The air breaks exhale, and I must be wrapping this up. Reader, if you are looking for a retort, my side of the story, or just fuel to hate me more, I really didn't have any of that for you. I am just the guy you hate one second and love the next. And with such quick judgment like that, doesn't that say more about you than me? Next stop: nowhere.
I hit the gym again because I was given a date with a letter. Q. Was that it- the whole thing? I feel a balancing act between confusion and complete indifference overwhelm my mind, one I already have preoccupied with more serious matters than a Q. If nothing else, I hope this one actually shows up. I need some part of this wrestling career of mine to start diverting attention from other parts of my introduction here.
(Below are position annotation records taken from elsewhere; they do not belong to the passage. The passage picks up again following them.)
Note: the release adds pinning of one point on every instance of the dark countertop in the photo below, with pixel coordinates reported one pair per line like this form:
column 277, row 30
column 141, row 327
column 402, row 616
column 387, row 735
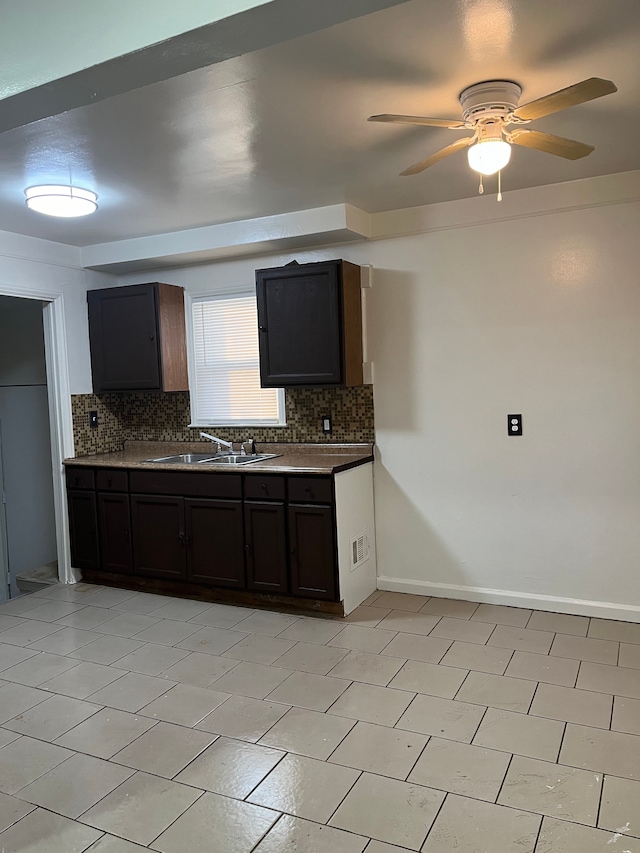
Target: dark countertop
column 292, row 458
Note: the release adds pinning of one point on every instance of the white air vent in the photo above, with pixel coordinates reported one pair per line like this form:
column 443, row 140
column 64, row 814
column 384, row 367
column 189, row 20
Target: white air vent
column 359, row 550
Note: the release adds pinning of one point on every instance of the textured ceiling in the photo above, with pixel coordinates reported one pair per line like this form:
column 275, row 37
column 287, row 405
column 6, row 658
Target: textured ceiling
column 285, row 129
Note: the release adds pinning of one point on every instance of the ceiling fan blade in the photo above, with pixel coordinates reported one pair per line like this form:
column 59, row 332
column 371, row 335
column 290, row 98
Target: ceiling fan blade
column 439, row 155
column 423, row 120
column 587, row 90
column 558, row 145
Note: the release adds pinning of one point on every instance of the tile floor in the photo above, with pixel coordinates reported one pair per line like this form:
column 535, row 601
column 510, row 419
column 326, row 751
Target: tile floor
column 133, row 722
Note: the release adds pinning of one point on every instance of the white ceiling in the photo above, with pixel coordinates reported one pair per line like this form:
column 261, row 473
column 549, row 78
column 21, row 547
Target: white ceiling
column 284, row 128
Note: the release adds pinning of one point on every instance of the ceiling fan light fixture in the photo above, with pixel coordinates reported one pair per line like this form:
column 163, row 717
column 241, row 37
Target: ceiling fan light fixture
column 64, row 201
column 488, row 156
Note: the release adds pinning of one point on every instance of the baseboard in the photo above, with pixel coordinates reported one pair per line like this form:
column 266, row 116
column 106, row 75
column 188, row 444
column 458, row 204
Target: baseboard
column 553, row 603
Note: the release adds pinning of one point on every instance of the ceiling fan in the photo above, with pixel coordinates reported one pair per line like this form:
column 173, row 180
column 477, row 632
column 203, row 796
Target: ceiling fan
column 490, row 108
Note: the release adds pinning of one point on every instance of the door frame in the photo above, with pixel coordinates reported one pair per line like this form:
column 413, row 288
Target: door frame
column 60, row 417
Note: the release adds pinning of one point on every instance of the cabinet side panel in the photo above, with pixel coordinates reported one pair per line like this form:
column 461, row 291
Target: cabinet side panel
column 354, row 519
column 173, row 342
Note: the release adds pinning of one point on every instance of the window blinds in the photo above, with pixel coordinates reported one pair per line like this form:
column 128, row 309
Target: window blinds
column 227, row 369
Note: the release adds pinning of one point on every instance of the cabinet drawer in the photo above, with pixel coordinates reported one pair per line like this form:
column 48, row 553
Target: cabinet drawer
column 310, row 489
column 80, row 478
column 204, row 485
column 110, row 480
column 264, row 487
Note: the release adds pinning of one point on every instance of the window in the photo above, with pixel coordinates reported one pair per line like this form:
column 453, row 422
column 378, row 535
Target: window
column 225, row 387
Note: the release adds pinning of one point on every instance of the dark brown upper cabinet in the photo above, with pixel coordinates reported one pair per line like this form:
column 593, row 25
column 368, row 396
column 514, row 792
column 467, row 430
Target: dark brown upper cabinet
column 310, row 324
column 137, row 336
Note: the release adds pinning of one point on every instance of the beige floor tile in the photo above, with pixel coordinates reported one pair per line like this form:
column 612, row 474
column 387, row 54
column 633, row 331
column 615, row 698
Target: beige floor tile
column 75, row 785
column 470, row 826
column 142, row 807
column 626, row 715
column 478, row 658
column 292, row 834
column 243, row 718
column 107, row 649
column 551, row 789
column 561, row 623
column 367, row 617
column 599, row 677
column 499, row 614
column 106, row 733
column 251, row 679
column 212, row 641
column 52, row 718
column 305, row 690
column 449, row 607
column 521, row 639
column 184, row 705
column 409, row 623
column 442, row 717
column 318, row 631
column 267, row 623
column 619, row 808
column 472, row 771
column 585, row 648
column 131, row 692
column 17, row 698
column 39, row 669
column 234, row 825
column 83, row 680
column 308, row 657
column 465, row 630
column 165, row 750
column 370, row 669
column 371, row 640
column 559, row 836
column 572, row 706
column 402, row 601
column 308, row 733
column 521, row 734
column 371, row 704
column 601, row 751
column 610, row 629
column 543, row 668
column 629, row 656
column 305, row 787
column 378, row 749
column 416, row 647
column 11, row 810
column 43, row 832
column 497, row 691
column 198, row 669
column 388, row 810
column 25, row 759
column 230, row 767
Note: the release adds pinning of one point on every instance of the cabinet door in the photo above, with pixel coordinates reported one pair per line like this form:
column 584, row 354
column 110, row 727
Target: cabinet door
column 299, row 320
column 265, row 539
column 159, row 540
column 312, row 551
column 115, row 533
column 215, row 542
column 123, row 330
column 83, row 529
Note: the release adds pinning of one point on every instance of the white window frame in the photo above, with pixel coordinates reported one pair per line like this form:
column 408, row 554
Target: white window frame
column 196, row 422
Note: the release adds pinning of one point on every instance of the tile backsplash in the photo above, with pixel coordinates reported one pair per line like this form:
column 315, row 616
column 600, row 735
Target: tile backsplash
column 153, row 416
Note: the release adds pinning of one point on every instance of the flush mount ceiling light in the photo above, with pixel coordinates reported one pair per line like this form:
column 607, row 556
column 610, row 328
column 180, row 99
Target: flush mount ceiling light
column 64, row 201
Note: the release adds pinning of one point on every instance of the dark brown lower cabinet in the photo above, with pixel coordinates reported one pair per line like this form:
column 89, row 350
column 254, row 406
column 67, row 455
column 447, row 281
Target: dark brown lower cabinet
column 115, row 533
column 159, row 538
column 266, row 546
column 83, row 529
column 312, row 551
column 215, row 553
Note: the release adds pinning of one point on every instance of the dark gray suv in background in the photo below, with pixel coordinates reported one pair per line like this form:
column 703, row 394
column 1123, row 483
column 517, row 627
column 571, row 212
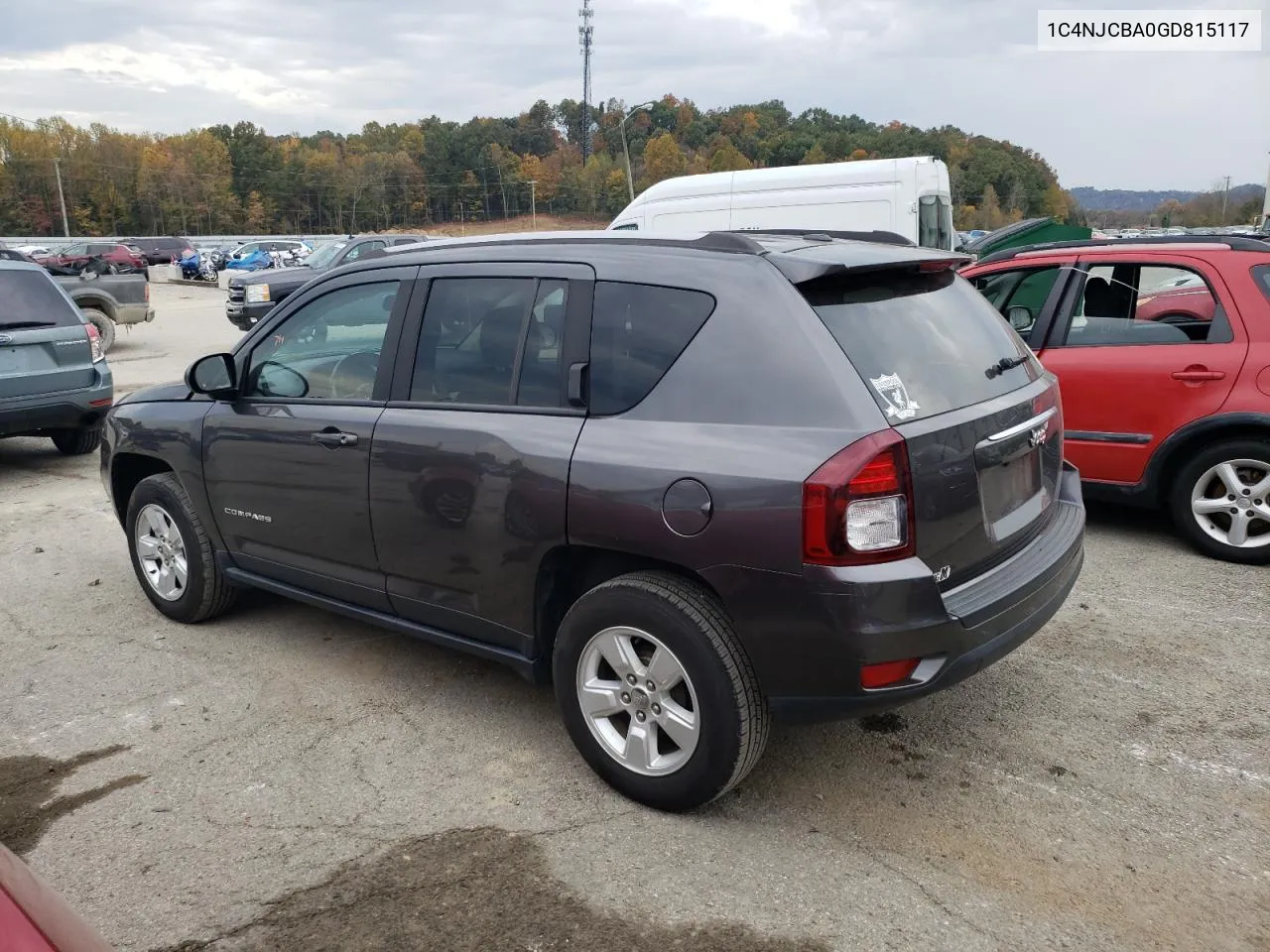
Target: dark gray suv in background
column 698, row 483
It would be a relief, if by some luck, bloggers and reporters would post about the show-stealer between Q and The Wild Card, win or loss. They would go on about the battle that could have gone either way, but minor techniques and strategies played in big when both men were gassing. One man looked to close the show, but it was reversed and the matched was flipped on it's head.
I am looking for something that exciting. I need the room to breathe, evaluate things, and pick a path to move on, and maybe being matched up against the most unique superstar this federation has to offer is something of some blind luck I have been lacking of late.
Listen, Q, I suppose this is the part of the show where you'd expect me, the guy we both know knows very little about you, to start swinging wildly, trying to make crazy accusations and predictions for our match coming up. Well, sorry. When it comes to disappointed customers, feel comfort in the fact its been a rough show across the board. I'm not that type of guy, or rather, not yet. I am synched in survival mode- ego aside, and as long as one of us makes it entertaining, it will work in a favor that suits me.
It's Animosity only in title, so no hard feelings, just come ready to tear the roof down.